Question

How many numbers between \[1\] and \[200\] are multiples of \[5\] and divisible by \[3\]?
A. \[100\]
B. \[50\]
C. \[95\]
D. \[93\]

Answer 1

Hint: Indirectly we need to calculate the terms that are multiples of 5 plus the terms that divisible by 3 minus the terms that are divisible by \[{\text{15}}\], as there will be few common terms in both the series. Here we use the concept of AP to get the number of terms.

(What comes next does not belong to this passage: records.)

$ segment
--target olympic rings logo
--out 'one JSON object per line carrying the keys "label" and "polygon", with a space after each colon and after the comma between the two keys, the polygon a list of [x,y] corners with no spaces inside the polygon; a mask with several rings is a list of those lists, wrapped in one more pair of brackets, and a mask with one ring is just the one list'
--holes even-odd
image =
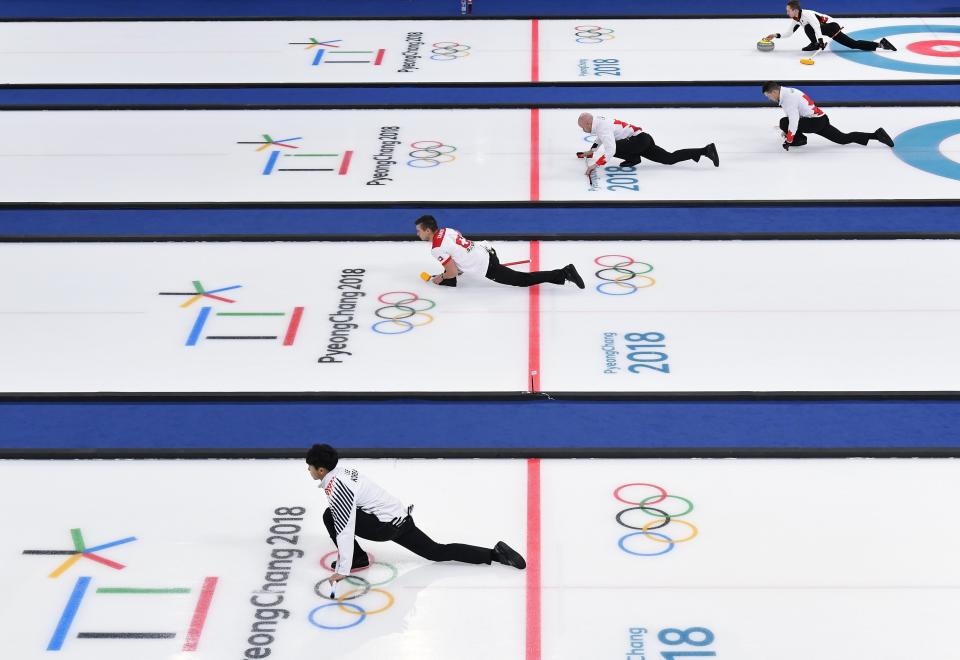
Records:
{"label": "olympic rings logo", "polygon": [[649,289],[657,283],[654,278],[647,275],[653,272],[653,266],[645,261],[637,261],[633,257],[605,254],[594,259],[593,263],[603,266],[594,273],[597,279],[604,280],[597,285],[597,291],[608,296],[629,296],[640,289]]}
{"label": "olympic rings logo", "polygon": [[578,44],[599,44],[610,39],[616,39],[613,28],[605,28],[599,25],[578,25],[573,28],[573,36],[577,38]]}
{"label": "olympic rings logo", "polygon": [[437,303],[421,298],[412,291],[388,291],[377,296],[384,304],[374,314],[384,319],[373,324],[373,331],[381,335],[402,335],[414,328],[433,323],[433,315],[427,310]]}
{"label": "olympic rings logo", "polygon": [[[623,491],[625,489],[637,487],[653,489],[654,494],[648,495],[639,500],[631,500],[624,497]],[[631,505],[616,515],[617,524],[622,527],[626,527],[627,529],[637,530],[635,532],[624,534],[620,537],[620,540],[617,541],[617,545],[620,546],[620,549],[626,552],[628,555],[635,555],[637,557],[658,557],[660,555],[665,555],[673,550],[678,543],[692,541],[697,537],[697,534],[700,533],[700,530],[697,529],[696,525],[680,518],[680,516],[685,516],[693,511],[693,502],[688,500],[686,497],[681,497],[680,495],[668,495],[666,490],[656,484],[623,484],[622,486],[618,486],[616,490],[613,491],[613,496],[620,502]],[[686,507],[682,511],[667,511],[668,508],[673,506],[673,503],[671,502],[670,506],[668,507],[666,503],[667,500],[681,502],[685,504]],[[646,518],[642,518],[639,521],[626,520],[628,516],[635,517],[639,515],[632,513],[634,511],[638,511],[639,514],[649,516],[650,519],[648,520]],[[638,522],[640,523],[639,526],[637,524],[631,524]],[[665,528],[667,525],[673,524],[683,528],[683,530],[680,532],[681,534],[684,534],[683,538],[674,538],[666,533]],[[640,539],[637,537],[657,545],[653,545],[650,548],[652,552],[645,552],[638,548],[639,544],[637,541]]]}
{"label": "olympic rings logo", "polygon": [[430,56],[431,60],[451,62],[458,57],[466,57],[469,55],[470,46],[458,44],[456,41],[438,41],[433,44],[433,50],[431,52],[433,53],[433,55]]}
{"label": "olympic rings logo", "polygon": [[453,155],[457,148],[438,140],[418,140],[411,142],[410,146],[413,147],[413,151],[410,152],[412,160],[407,161],[410,167],[425,169],[442,163],[452,163],[457,159]]}
{"label": "olympic rings logo", "polygon": [[[320,565],[326,570],[330,571],[331,573],[334,572],[334,569],[328,562],[330,558],[333,557],[335,554],[337,554],[337,551],[333,550],[332,552],[328,552],[327,554],[325,554],[323,558],[320,560]],[[373,555],[370,555],[370,566],[371,567],[382,566],[383,568],[386,568],[388,571],[390,571],[390,575],[386,579],[380,580],[379,582],[372,582],[366,578],[360,577],[359,575],[348,575],[343,579],[343,581],[350,585],[353,585],[354,588],[348,591],[347,593],[341,594],[340,596],[336,596],[336,597],[334,597],[332,594],[329,593],[331,589],[331,585],[326,579],[320,580],[319,582],[317,582],[317,584],[314,585],[313,587],[314,593],[320,596],[320,598],[323,598],[324,600],[329,600],[331,602],[327,603],[326,605],[320,605],[319,607],[315,607],[312,610],[310,610],[310,613],[307,615],[307,619],[310,621],[310,623],[312,623],[317,628],[320,628],[321,630],[346,630],[347,628],[353,628],[354,626],[359,626],[361,623],[363,623],[366,620],[368,616],[373,616],[374,614],[381,614],[389,610],[391,607],[393,607],[393,603],[394,603],[393,594],[387,591],[386,589],[380,589],[379,587],[389,584],[393,582],[395,579],[397,579],[397,575],[398,575],[397,567],[394,566],[393,564],[388,564],[387,562],[374,561]],[[363,569],[363,570],[368,570],[368,569]],[[326,585],[326,587],[322,586],[324,584]],[[354,602],[370,594],[378,594],[379,596],[381,596],[384,599],[384,604],[378,607],[377,609],[367,609],[366,607],[363,607],[362,605],[359,605]],[[352,619],[348,620],[348,622],[343,625],[336,625],[334,623],[324,623],[323,621],[320,620],[321,613],[324,612],[324,610],[327,610],[329,612],[334,609],[340,612],[346,612],[352,617]]]}

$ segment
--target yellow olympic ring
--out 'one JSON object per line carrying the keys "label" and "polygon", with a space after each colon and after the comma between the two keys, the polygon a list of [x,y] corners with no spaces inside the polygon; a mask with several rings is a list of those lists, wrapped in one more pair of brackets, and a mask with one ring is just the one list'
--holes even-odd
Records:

Complete step by step answer:

As per the given data, we have to find the between \[1\] and \[200\] that are multiples of \[5\] and should also be divisible by \[3\]
The number that is multiple of \[5\] between \[1\] and \[200\] is \[5,10,15...200\] and number divisible by \[3\] are \[3,6,9...198\]
The number satisfying both the conditions are \[15,30,...195\]
In the above-obtained series, we can observe that the first term is \[15\] and the difference is also \[15\] while the last term is \[195\].
Now, substituting the values in the formula of A.P, i.e.
\[{{\text{T}}_{\text{n}}}{\text{ = a + (n - 1)d}}\] we get,
\[
  {\text{195 = 15 + }}\left( {{\text{n - 1}}} \right){\text{15}} \\
   \Rightarrow {\text{180 = (n - 1)15}} \\
 \]
Simplifying it further and calculating the value of n, we get,
\[ \Rightarrow \dfrac{{180}}{{15}}{\text{ = n - 1}}\]
On simplifying further we get,
\[ \Rightarrow {\text{12 = n - 1}}\]
On rearranging we get,
\[ \Rightarrow {\text{12 + 1 = n}}\]
Hence , \[{\text{n = 13}}\]
Hence , In the above obtained series we can observe that first term is \[{\text{5}}\] and difference is also \[{\text{5}}\] while the last term is \[195\]
Now, substituting the values in the formula of A.P, i.e.
\[{{\text{T}}_{\text{n}}}{\text{ = a + (n - 1)d}}\] we get,
\[
   \Rightarrow {\text{195 = 5 + }}\left( {{\text{n - 1}}} \right){\text{5}} \\
   \Rightarrow {\text{190 = (n - 1)5}} \\
 \]
On calculating the value of n we get,
\[ \Rightarrow \dfrac{{190}}{5}{\text{ = n - 1}}\]
On simplifying we get,
\[ \Rightarrow {\text{38 = n - 1}}\]
\[ \Rightarrow {\text{ n = 39}}\]
Now, calculating the total number of terms that are divisible by \[3\].
Hence, In the above-obtained series we can observe that first term is \[{\text{3}}\] and difference is also \[{\text{3}}\] while the last term is \[198\]
Now, substituting the values in the formula of A.P, i.e.
\[{{\text{T}}_{\text{n}}}{\text{ = a + (n - 1)d}}\] we get,
\[
   \Rightarrow {\text{198 = 3 + }}\left( {{\text{n - 1}}} \right)3 \\
   \Rightarrow {\text{195 = (n - 1)3}} \\
 \]
Hence calculating the value of n,
\[ \Rightarrow \dfrac{{195}}{3}{\text{ = n - 1}}\]
On further simplification we get,
\[ \Rightarrow {\text{66 = n - 1}}\]
\[ \Rightarrow {\text{n = 67}}\]
Hence , we need to add all the terms satisfying the condition of divisible by \[3\] and multiples of \[5\] and subtract the terms common in both of them
So, it will be
\[{\text{67 + 39 - 13 = 93}}\]
Hence, option (d) is our correct answer.

Note: Multiples of a number like here we take 5, are always divisible by 5. So we can say that if a number is multiple of 5 it is divisible by 5. Also here we subtract the numbers divisible by 15 from the list, as we have already considered them in the list of numbers divisible by 3 and in the list of numbers which are multiples of 5, so to count them only once we subtract the total sum, and hence our required answer is obtained.